SMSF trustees that have lost their deed should create a new fund, rather than merging with another fund, to overcome any document losses or deficiencies.

SMSF trustees who have lost the original deed for their fund should establish a new fund and roll assets into the new entity, according to an SMSF legal expert, who said this was the safest way to deal with the issue without seeking a court order.

DBA Lawyers special counsel Bryce Figot said trustees who have lost the original deed that set up their SMSF could seek a court order, but would need to convince the court to a reasonable standard that any executed deeds actually existed to constitute the trust and there must also be evidence of the terms of the trust deed.

This evidence could include an operating bank account, which would have been established using the deed, and continuous administration of the fund, but even these may not be sufficient for a court, with Figot adding there were no certainties when going to court.

He said the best alternative to seeking a court order was to establish a new SMSF, which was also preferable to merging with another fund.

“If there are any deficiencies in a document trail, if there are concerns about documents not being properly made or you don’t have the original document or it was not properly executed, or those things cause concerns, you have to get the trail perfect,” he said during a recent webinar.

“Often the preferred solution is to establish a new SMSF and roll over the assets. As a lawyer, that gives you the strongest, most secure, most certain option.

“However, watch out for CGT (capital gains tax)‐related income tax liabilities, losing any losses in the old SMSF, stamp duty, the loss of social security benefits and that section 66 [of the Superannuation Industry (Supervision) (SIS) Act] might prevent the transfer unless the assets are cash, listed securities or business real property. Also, this strategy will probably be too late to enact once a member has died.”

He said a fund merger may work where property is involved, but it is an untested area of law even though there is an exception under law.

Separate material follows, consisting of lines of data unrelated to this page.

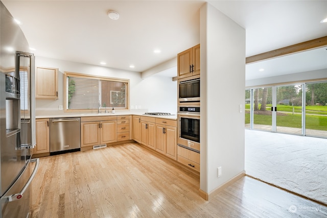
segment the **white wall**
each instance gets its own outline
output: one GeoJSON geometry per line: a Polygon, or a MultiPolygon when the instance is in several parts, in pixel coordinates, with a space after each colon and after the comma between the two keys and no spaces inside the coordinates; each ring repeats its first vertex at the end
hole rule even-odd
{"type": "Polygon", "coordinates": [[[327,78],[327,69],[288,74],[278,77],[266,77],[245,81],[246,87],[293,82],[327,78]]]}
{"type": "MultiPolygon", "coordinates": [[[[78,72],[130,80],[130,105],[135,112],[156,111],[175,114],[177,110],[177,83],[171,78],[156,76],[144,79],[141,74],[128,70],[65,61],[40,57],[35,58],[36,66],[59,68],[59,87],[58,100],[36,99],[36,115],[63,114],[59,105],[64,105],[64,71],[78,72]],[[141,109],[139,109],[139,106],[141,109]]],[[[119,112],[119,111],[116,111],[119,112]]]]}
{"type": "Polygon", "coordinates": [[[244,170],[245,30],[209,4],[200,10],[200,189],[209,193],[244,170]],[[217,177],[217,167],[222,175],[217,177]]]}

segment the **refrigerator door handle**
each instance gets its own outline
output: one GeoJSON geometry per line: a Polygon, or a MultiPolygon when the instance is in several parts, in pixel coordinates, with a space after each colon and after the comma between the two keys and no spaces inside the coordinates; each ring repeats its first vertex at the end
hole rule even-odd
{"type": "Polygon", "coordinates": [[[20,192],[19,192],[19,193],[17,193],[16,194],[14,194],[10,196],[7,197],[7,198],[8,198],[8,201],[11,202],[11,201],[15,201],[16,200],[19,200],[21,198],[21,197],[22,197],[22,196],[24,195],[24,192],[25,192],[25,190],[29,187],[29,186],[31,184],[31,182],[32,182],[32,180],[33,180],[33,179],[35,177],[35,175],[36,174],[37,169],[39,168],[39,161],[40,161],[40,159],[39,158],[34,158],[34,159],[31,159],[30,162],[36,162],[35,163],[35,166],[34,167],[34,169],[33,171],[33,173],[31,175],[30,178],[29,179],[28,181],[27,181],[25,185],[24,185],[24,187],[22,188],[20,192]]]}

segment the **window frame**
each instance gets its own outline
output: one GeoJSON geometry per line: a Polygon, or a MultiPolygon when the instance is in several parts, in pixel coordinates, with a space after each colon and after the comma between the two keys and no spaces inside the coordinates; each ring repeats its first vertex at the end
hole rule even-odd
{"type": "MultiPolygon", "coordinates": [[[[78,77],[83,79],[90,79],[92,80],[106,80],[111,82],[119,82],[122,83],[126,83],[126,90],[125,91],[126,93],[126,99],[125,99],[126,105],[124,108],[115,108],[115,110],[129,110],[129,86],[130,86],[130,80],[127,79],[122,78],[116,78],[108,77],[104,77],[97,75],[86,75],[83,74],[80,74],[78,72],[73,72],[69,71],[64,71],[64,112],[84,112],[84,113],[92,113],[98,112],[98,109],[68,109],[67,108],[67,95],[68,90],[67,90],[67,81],[68,80],[68,77],[78,77]]],[[[100,110],[104,110],[105,108],[103,107],[100,107],[100,110]]],[[[110,109],[111,108],[106,108],[107,110],[110,109]]]]}

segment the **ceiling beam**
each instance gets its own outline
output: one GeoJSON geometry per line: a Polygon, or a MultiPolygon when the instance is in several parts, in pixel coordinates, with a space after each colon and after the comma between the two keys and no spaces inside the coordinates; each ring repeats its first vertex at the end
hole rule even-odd
{"type": "Polygon", "coordinates": [[[270,59],[277,57],[284,56],[292,53],[302,52],[313,49],[317,49],[327,45],[327,36],[312,39],[303,42],[272,50],[246,58],[245,63],[257,62],[263,60],[270,59]]]}

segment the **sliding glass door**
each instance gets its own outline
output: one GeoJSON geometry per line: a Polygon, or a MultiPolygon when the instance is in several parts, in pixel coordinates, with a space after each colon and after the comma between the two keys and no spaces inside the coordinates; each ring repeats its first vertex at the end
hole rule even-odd
{"type": "Polygon", "coordinates": [[[276,131],[302,135],[302,85],[276,87],[276,131]]]}
{"type": "Polygon", "coordinates": [[[306,135],[327,137],[327,82],[306,84],[305,120],[306,135]]]}
{"type": "Polygon", "coordinates": [[[246,128],[327,138],[327,81],[246,89],[245,104],[246,128]]]}
{"type": "Polygon", "coordinates": [[[271,87],[253,89],[253,129],[272,131],[272,95],[271,87]]]}

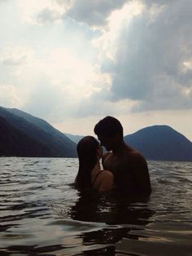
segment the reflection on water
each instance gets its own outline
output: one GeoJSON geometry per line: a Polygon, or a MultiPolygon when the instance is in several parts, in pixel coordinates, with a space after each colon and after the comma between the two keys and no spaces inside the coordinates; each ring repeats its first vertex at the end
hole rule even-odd
{"type": "Polygon", "coordinates": [[[191,255],[191,163],[149,162],[129,198],[77,192],[76,159],[0,161],[0,255],[191,255]]]}

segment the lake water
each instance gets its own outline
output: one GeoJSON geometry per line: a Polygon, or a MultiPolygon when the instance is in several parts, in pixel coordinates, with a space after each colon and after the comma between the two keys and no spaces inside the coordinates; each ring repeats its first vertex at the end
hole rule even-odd
{"type": "Polygon", "coordinates": [[[80,195],[75,158],[0,158],[0,255],[192,255],[192,163],[149,161],[153,192],[80,195]]]}

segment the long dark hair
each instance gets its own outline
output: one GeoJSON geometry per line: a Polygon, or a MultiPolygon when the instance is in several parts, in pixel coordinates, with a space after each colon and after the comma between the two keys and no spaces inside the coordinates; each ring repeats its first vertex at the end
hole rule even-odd
{"type": "Polygon", "coordinates": [[[78,190],[91,188],[91,170],[98,161],[98,142],[92,136],[81,139],[76,147],[79,157],[79,170],[76,178],[78,190]]]}

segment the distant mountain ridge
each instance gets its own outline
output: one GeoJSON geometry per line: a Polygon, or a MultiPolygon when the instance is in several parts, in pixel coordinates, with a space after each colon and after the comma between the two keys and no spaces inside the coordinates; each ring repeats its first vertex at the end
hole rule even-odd
{"type": "MultiPolygon", "coordinates": [[[[83,137],[66,135],[76,143],[83,137]]],[[[168,126],[146,127],[124,139],[147,160],[192,161],[192,143],[168,126]]]]}
{"type": "MultiPolygon", "coordinates": [[[[0,107],[0,156],[76,157],[82,137],[64,135],[19,109],[0,107]]],[[[192,161],[192,143],[170,126],[146,127],[124,139],[147,160],[192,161]]]]}
{"type": "Polygon", "coordinates": [[[148,160],[192,161],[192,143],[168,126],[153,126],[124,136],[148,160]]]}
{"type": "Polygon", "coordinates": [[[50,150],[0,117],[0,156],[51,157],[50,150]]]}
{"type": "Polygon", "coordinates": [[[49,157],[76,157],[76,143],[43,119],[15,108],[2,107],[0,107],[0,117],[6,120],[7,125],[23,132],[43,146],[46,150],[41,152],[41,157],[46,157],[48,151],[50,152],[49,157]]]}

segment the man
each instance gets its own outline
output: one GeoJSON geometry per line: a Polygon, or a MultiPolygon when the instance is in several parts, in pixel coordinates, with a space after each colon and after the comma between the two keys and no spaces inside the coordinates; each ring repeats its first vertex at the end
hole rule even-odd
{"type": "Polygon", "coordinates": [[[101,146],[109,151],[103,157],[103,166],[112,172],[116,189],[133,195],[150,194],[147,163],[140,152],[124,143],[120,122],[107,117],[96,124],[94,133],[101,146]]]}

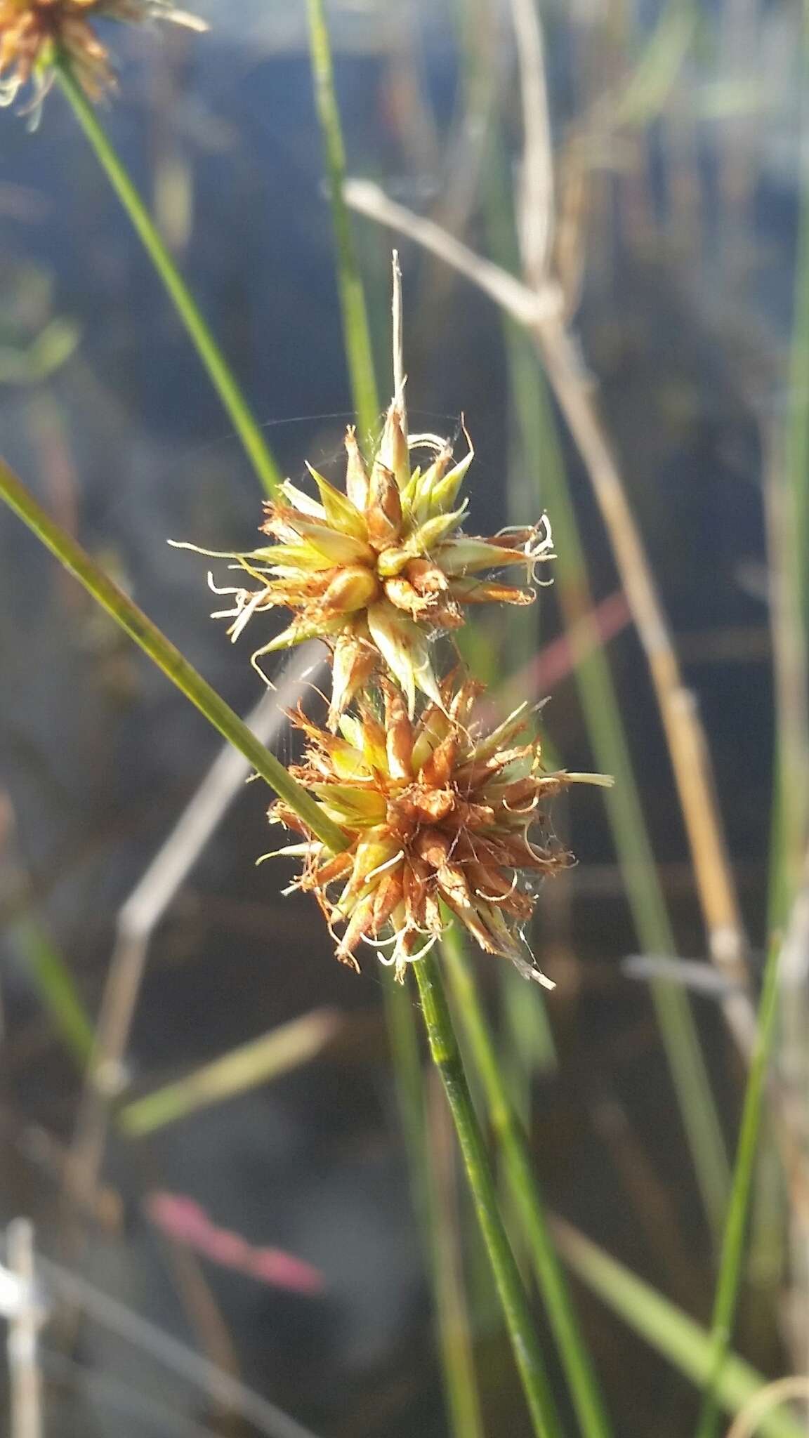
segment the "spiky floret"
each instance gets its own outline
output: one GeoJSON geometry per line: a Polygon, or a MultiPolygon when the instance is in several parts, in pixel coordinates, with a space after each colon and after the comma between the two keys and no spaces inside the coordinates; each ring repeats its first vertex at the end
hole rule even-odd
{"type": "Polygon", "coordinates": [[[210,580],[217,594],[230,598],[214,617],[233,620],[233,638],[253,614],[276,607],[294,611],[292,623],[256,650],[255,664],[261,656],[305,638],[331,644],[331,729],[380,659],[402,686],[410,716],[417,690],[440,705],[430,636],[462,624],[468,604],[530,604],[531,588],[492,582],[487,574],[521,565],[533,580],[535,565],[553,558],[544,516],[534,528],[502,531],[489,539],[462,533],[466,502],[459,502],[459,490],[472,446],[453,464],[446,440],[407,436],[400,398],[387,411],[370,473],[353,429],[345,434],[345,493],[309,466],[318,498],[286,482],[282,496],[266,506],[262,529],[272,544],[249,554],[219,555],[233,559],[255,587],[216,588],[210,580]],[[412,450],[430,456],[423,470],[410,467],[412,450]]]}
{"type": "Polygon", "coordinates": [[[343,853],[330,853],[297,814],[275,804],[271,820],[304,835],[278,850],[304,861],[292,889],[317,894],[330,929],[345,925],[337,958],[354,968],[366,940],[402,979],[406,963],[440,936],[443,902],[482,949],[548,985],[521,936],[537,880],[571,863],[547,825],[543,833],[544,805],[573,782],[612,781],[546,774],[540,741],[528,735],[527,703],[489,733],[469,728],[481,690],[474,680],[451,676],[415,723],[397,686],[383,677],[380,687],[377,709],[363,699],[358,718],[343,715],[338,735],[301,712],[292,716],[307,751],[291,772],[347,841],[343,853]]]}
{"type": "Polygon", "coordinates": [[[177,10],[170,0],[0,0],[0,104],[10,105],[33,79],[46,91],[49,69],[59,53],[71,63],[92,99],[115,86],[109,50],[92,20],[174,20],[194,30],[207,26],[177,10]]]}

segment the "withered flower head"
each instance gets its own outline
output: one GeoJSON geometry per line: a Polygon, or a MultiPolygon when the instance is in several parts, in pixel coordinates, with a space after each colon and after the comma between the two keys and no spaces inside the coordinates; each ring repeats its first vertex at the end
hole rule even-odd
{"type": "Polygon", "coordinates": [[[363,700],[360,718],[341,716],[338,735],[294,716],[308,745],[291,772],[343,828],[347,848],[330,853],[275,804],[269,817],[304,834],[304,843],[278,851],[304,861],[292,889],[317,894],[330,929],[345,925],[337,958],[354,968],[366,940],[402,979],[406,963],[440,936],[443,902],[482,949],[553,988],[521,936],[537,880],[571,863],[547,830],[543,835],[544,805],[576,781],[612,781],[546,774],[540,742],[527,736],[527,705],[491,733],[469,729],[481,689],[471,680],[445,680],[440,703],[428,705],[416,723],[400,690],[387,679],[380,684],[383,709],[363,700]]]}
{"type": "Polygon", "coordinates": [[[387,411],[370,475],[353,429],[345,434],[345,493],[309,466],[318,499],[286,482],[282,498],[266,506],[262,529],[274,544],[249,554],[219,555],[236,561],[253,588],[216,588],[210,580],[217,594],[232,597],[230,607],[214,618],[233,620],[233,638],[253,614],[276,605],[294,611],[288,628],[256,650],[253,663],[305,638],[331,643],[331,729],[380,656],[402,686],[410,716],[417,690],[440,705],[430,636],[462,624],[466,604],[530,604],[533,590],[492,582],[485,575],[521,565],[534,578],[535,565],[553,558],[544,516],[534,528],[502,531],[491,539],[461,532],[466,502],[458,496],[472,446],[452,464],[446,440],[407,436],[400,400],[393,400],[387,411]],[[410,467],[412,450],[432,456],[423,470],[410,467]]]}
{"type": "Polygon", "coordinates": [[[0,0],[0,104],[10,105],[30,79],[39,96],[58,53],[92,99],[115,85],[112,62],[92,20],[174,20],[206,30],[204,20],[177,10],[170,0],[0,0]]]}

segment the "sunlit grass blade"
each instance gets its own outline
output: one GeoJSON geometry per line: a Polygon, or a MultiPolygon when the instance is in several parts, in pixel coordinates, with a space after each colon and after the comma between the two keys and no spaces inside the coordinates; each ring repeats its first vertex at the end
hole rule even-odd
{"type": "Polygon", "coordinates": [[[556,1339],[570,1395],[584,1438],[606,1438],[609,1419],[599,1392],[599,1383],[579,1329],[567,1283],[556,1255],[547,1227],[540,1185],[534,1173],[525,1135],[514,1113],[505,1076],[495,1053],[487,1020],[478,998],[475,979],[464,952],[464,942],[453,925],[442,940],[455,1012],[461,1021],[468,1051],[481,1080],[489,1120],[501,1149],[505,1178],[528,1240],[528,1252],[548,1322],[556,1339]]]}
{"type": "MultiPolygon", "coordinates": [[[[564,1261],[582,1283],[623,1319],[643,1343],[668,1359],[691,1383],[702,1388],[711,1366],[707,1329],[570,1224],[554,1218],[553,1232],[564,1261]]],[[[741,1412],[766,1382],[750,1363],[728,1353],[717,1383],[720,1406],[727,1414],[741,1412]]],[[[761,1418],[757,1431],[761,1438],[806,1438],[805,1425],[783,1409],[773,1409],[761,1418]]]]}
{"type": "Polygon", "coordinates": [[[743,1277],[744,1237],[747,1232],[750,1192],[753,1186],[756,1152],[759,1146],[764,1080],[770,1058],[770,1047],[776,1031],[779,998],[777,968],[780,948],[780,939],[770,943],[767,966],[764,969],[764,985],[759,1008],[759,1034],[756,1038],[756,1048],[753,1051],[747,1089],[744,1093],[744,1107],[741,1113],[738,1148],[733,1172],[733,1186],[730,1191],[714,1311],[711,1316],[710,1365],[705,1376],[705,1392],[700,1414],[700,1424],[697,1428],[697,1438],[713,1438],[717,1429],[720,1406],[718,1385],[723,1368],[727,1362],[736,1304],[743,1277]]]}
{"type": "Polygon", "coordinates": [[[71,969],[46,929],[32,915],[26,915],[14,925],[13,939],[56,1032],[72,1058],[83,1068],[92,1053],[94,1031],[71,969]]]}
{"type": "Polygon", "coordinates": [[[118,1125],[131,1137],[143,1137],[199,1109],[233,1099],[259,1083],[269,1083],[279,1074],[309,1063],[322,1053],[338,1028],[338,1015],[327,1009],[294,1018],[261,1038],[232,1048],[222,1058],[194,1068],[184,1078],[125,1104],[118,1113],[118,1125]]]}
{"type": "MultiPolygon", "coordinates": [[[[495,203],[497,197],[491,204],[495,203]]],[[[495,224],[495,240],[500,240],[500,244],[507,239],[501,233],[502,224],[502,219],[495,224]]],[[[557,424],[530,341],[508,319],[504,321],[504,329],[523,449],[525,456],[543,456],[537,500],[547,505],[553,515],[557,549],[554,574],[560,608],[567,628],[576,626],[576,633],[584,636],[589,626],[595,630],[593,604],[557,424]]],[[[525,472],[528,470],[530,466],[525,464],[525,472]]],[[[596,631],[586,649],[577,646],[577,653],[574,680],[596,766],[615,777],[615,787],[605,789],[605,804],[638,939],[649,953],[675,953],[677,940],[658,876],[620,703],[607,656],[596,631]]],[[[691,1004],[681,988],[664,981],[655,981],[651,994],[694,1172],[705,1212],[718,1237],[730,1169],[691,1004]]]]}
{"type": "Polygon", "coordinates": [[[438,1342],[453,1438],[484,1438],[472,1324],[464,1283],[464,1227],[455,1195],[455,1135],[438,1074],[428,1084],[429,1153],[425,1165],[430,1186],[432,1278],[438,1314],[438,1342]]]}
{"type": "Polygon", "coordinates": [[[256,774],[266,779],[279,798],[289,804],[305,824],[335,853],[345,847],[343,831],[322,814],[315,801],[295,782],[282,764],[265,749],[243,719],[226,705],[220,695],[189,664],[180,650],[166,638],[132,600],[112,582],[108,574],[91,559],[79,544],[42,509],[9,466],[0,460],[0,499],[14,510],[24,525],[59,559],[69,574],[143,649],[173,684],[190,699],[209,723],[250,761],[256,774]]]}
{"type": "Polygon", "coordinates": [[[191,290],[186,285],[186,280],[171,259],[171,255],[168,253],[168,249],[154,220],[151,219],[143,197],[127,171],[127,167],[109,142],[109,138],[98,118],[98,111],[94,108],[82,86],[75,79],[66,60],[60,59],[58,62],[56,75],[101,168],[124,206],[132,229],[141,240],[157,275],[163,280],[163,285],[166,286],[174,308],[209,372],[213,387],[230,416],[230,421],[245,447],[245,453],[248,454],[266,493],[274,495],[284,476],[275,463],[261,426],[250,413],[250,407],[230,365],[227,364],[227,360],[222,354],[222,349],[214,339],[207,321],[203,318],[191,290]]]}
{"type": "Polygon", "coordinates": [[[559,1416],[523,1280],[498,1208],[497,1188],[478,1123],[440,971],[432,953],[413,963],[433,1063],[455,1122],[478,1224],[487,1245],[523,1392],[537,1438],[560,1434],[559,1416]]]}

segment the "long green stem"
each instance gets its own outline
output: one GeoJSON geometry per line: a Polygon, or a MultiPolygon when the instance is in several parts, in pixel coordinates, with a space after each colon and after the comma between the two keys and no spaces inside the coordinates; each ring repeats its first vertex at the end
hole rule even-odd
{"type": "Polygon", "coordinates": [[[148,615],[95,564],[71,535],[46,515],[9,466],[0,460],[0,499],[33,531],[59,562],[83,584],[88,594],[134,638],[145,654],[206,716],[209,723],[250,761],[278,797],[304,820],[318,838],[335,853],[345,847],[343,831],[320,810],[315,801],[286,772],[275,755],[265,749],[246,723],[239,719],[214,689],[197,674],[180,650],[157,628],[148,615]]]}
{"type": "MultiPolygon", "coordinates": [[[[553,1232],[564,1261],[582,1283],[643,1343],[701,1386],[708,1376],[711,1347],[705,1329],[570,1224],[554,1218],[553,1232]]],[[[740,1414],[766,1382],[763,1373],[728,1353],[717,1386],[721,1406],[728,1414],[740,1414]]],[[[757,1432],[761,1438],[806,1438],[805,1424],[783,1408],[761,1418],[757,1432]]]]}
{"type": "Polygon", "coordinates": [[[154,269],[168,290],[168,295],[174,302],[174,308],[177,309],[177,313],[180,315],[180,319],[183,321],[191,342],[194,344],[194,348],[213,381],[219,398],[230,416],[233,429],[245,446],[258,477],[261,479],[266,493],[274,495],[282,476],[262,434],[261,426],[250,413],[248,401],[242,394],[230,365],[213,338],[207,322],[203,319],[194,296],[171,259],[171,255],[168,253],[160,232],[143,201],[143,197],[132,184],[121,157],[112,148],[104,127],[101,125],[98,112],[94,109],[91,101],[86,98],[83,89],[75,79],[66,60],[62,59],[58,62],[56,75],[59,76],[59,83],[71,102],[79,125],[95,151],[95,157],[101,168],[130,216],[132,227],[137,232],[151,263],[154,265],[154,269]]]}
{"type": "Polygon", "coordinates": [[[579,1330],[564,1273],[556,1255],[525,1135],[510,1102],[501,1063],[464,953],[464,942],[455,925],[443,936],[442,952],[455,1009],[461,1015],[469,1051],[484,1086],[491,1125],[502,1150],[514,1202],[528,1238],[537,1281],[570,1385],[582,1434],[584,1438],[607,1438],[609,1421],[587,1355],[587,1345],[579,1330]]]}
{"type": "MultiPolygon", "coordinates": [[[[502,178],[507,167],[502,164],[502,147],[497,134],[492,134],[492,145],[497,148],[491,164],[487,165],[491,244],[495,259],[511,267],[517,265],[514,216],[510,191],[502,178]]],[[[533,345],[507,318],[504,318],[504,332],[511,393],[525,459],[521,473],[541,476],[538,495],[537,482],[530,477],[523,480],[525,492],[518,496],[521,522],[535,509],[537,498],[547,505],[557,544],[556,584],[560,608],[566,624],[569,627],[576,624],[584,638],[583,626],[589,623],[593,603],[559,426],[533,345]],[[537,466],[535,459],[540,454],[541,466],[537,466]]],[[[593,640],[592,644],[587,641],[586,653],[576,664],[574,677],[596,764],[606,774],[615,775],[615,787],[605,789],[603,794],[626,897],[645,952],[675,953],[675,936],[655,864],[620,702],[597,634],[593,640]]],[[[651,989],[697,1182],[705,1214],[718,1238],[730,1169],[705,1058],[688,995],[679,986],[664,981],[654,982],[651,989]]]]}
{"type": "Polygon", "coordinates": [[[439,1076],[433,1071],[430,1077],[433,1083],[425,1084],[429,1106],[429,1152],[423,1169],[429,1186],[432,1280],[446,1416],[453,1438],[484,1438],[464,1283],[464,1224],[459,1222],[458,1214],[455,1135],[439,1076]]]}
{"type": "Polygon", "coordinates": [[[379,397],[366,296],[363,293],[363,280],[351,234],[351,217],[343,198],[345,147],[343,144],[340,109],[334,93],[331,42],[322,0],[308,0],[308,14],[315,104],[322,131],[334,242],[337,244],[337,285],[340,290],[340,308],[343,311],[343,338],[351,378],[351,393],[354,395],[354,410],[357,424],[360,426],[360,439],[366,444],[377,426],[379,397]]]}
{"type": "Polygon", "coordinates": [[[718,1382],[730,1349],[733,1319],[736,1314],[738,1288],[741,1286],[744,1234],[747,1229],[747,1214],[750,1209],[753,1172],[759,1146],[761,1100],[764,1096],[764,1080],[767,1074],[770,1045],[776,1028],[779,953],[780,939],[774,939],[770,945],[767,966],[764,971],[764,986],[761,989],[761,1002],[759,1008],[759,1032],[756,1037],[756,1047],[753,1050],[750,1074],[744,1093],[741,1127],[738,1132],[738,1149],[733,1171],[733,1185],[727,1206],[720,1273],[714,1297],[714,1311],[711,1316],[711,1360],[708,1365],[697,1438],[714,1438],[720,1406],[718,1382]]]}
{"type": "Polygon", "coordinates": [[[538,1438],[560,1432],[559,1418],[540,1352],[523,1280],[500,1217],[497,1188],[484,1136],[472,1104],[438,963],[432,953],[413,965],[433,1063],[440,1074],[469,1188],[502,1304],[514,1357],[538,1438]]]}

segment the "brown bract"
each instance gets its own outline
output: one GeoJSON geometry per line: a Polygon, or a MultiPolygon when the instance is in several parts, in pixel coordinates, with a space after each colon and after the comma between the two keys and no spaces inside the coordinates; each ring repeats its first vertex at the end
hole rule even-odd
{"type": "Polygon", "coordinates": [[[402,979],[440,936],[443,903],[482,949],[548,984],[523,929],[537,881],[573,860],[548,838],[546,801],[574,781],[605,781],[546,774],[527,705],[489,733],[471,729],[479,689],[445,680],[440,705],[413,723],[400,690],[383,679],[380,712],[363,700],[358,718],[343,716],[340,735],[292,716],[308,743],[291,772],[343,828],[347,848],[328,853],[284,804],[269,812],[304,834],[281,853],[304,860],[292,887],[317,894],[333,930],[345,925],[337,943],[345,963],[357,966],[366,940],[402,979]]]}
{"type": "Polygon", "coordinates": [[[83,91],[98,99],[114,88],[109,50],[92,20],[128,23],[163,19],[194,30],[203,20],[176,10],[168,0],[0,0],[0,99],[10,104],[30,79],[48,86],[48,69],[58,55],[71,65],[83,91]]]}

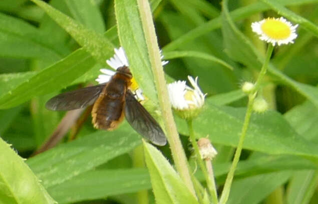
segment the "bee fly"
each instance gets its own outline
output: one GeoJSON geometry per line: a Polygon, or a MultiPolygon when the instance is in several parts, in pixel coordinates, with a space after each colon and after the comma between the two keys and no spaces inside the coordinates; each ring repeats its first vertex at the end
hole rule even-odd
{"type": "Polygon", "coordinates": [[[123,66],[107,83],[61,94],[46,104],[53,110],[70,110],[94,104],[93,124],[99,129],[112,130],[123,120],[124,116],[139,134],[158,146],[167,142],[160,126],[137,100],[129,89],[132,75],[123,66]]]}

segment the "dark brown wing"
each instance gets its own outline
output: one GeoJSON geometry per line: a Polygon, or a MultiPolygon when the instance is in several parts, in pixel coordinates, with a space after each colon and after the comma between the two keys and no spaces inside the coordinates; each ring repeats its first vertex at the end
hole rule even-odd
{"type": "Polygon", "coordinates": [[[126,94],[125,116],[135,130],[152,143],[163,146],[167,139],[162,129],[130,90],[126,94]]]}
{"type": "Polygon", "coordinates": [[[49,100],[45,106],[52,110],[70,110],[92,105],[106,84],[101,84],[61,94],[49,100]]]}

“My concern about a merger is that conceptually the fund with the deficiency is still sticking around and this does not address the fundamental problem of killing off that fund so that in the future there is no need to deal with the document deficiencies,” he said.

“It gets little airplay, but there is an exception [in section 66 of the SIS Act] but it does not define what a merger is, which is why I approach them with caution as there is so little guidance around them. I can’t say much more about them because there is not much to say.”

He added trustees who did not want to establish a new fund could also carry out a deed of variation with as many parties as possible, noting this was also a popular strategy, but could easily be challenged.

Alternatively, trustees could collect as much evidence about the status and operation of the fund now, including statutory declarations, so that if a court order was applied for in the future, the evidence would be in existence.

“This could work, but remember there is no guarantee to what outcome you will get in a court,” he said.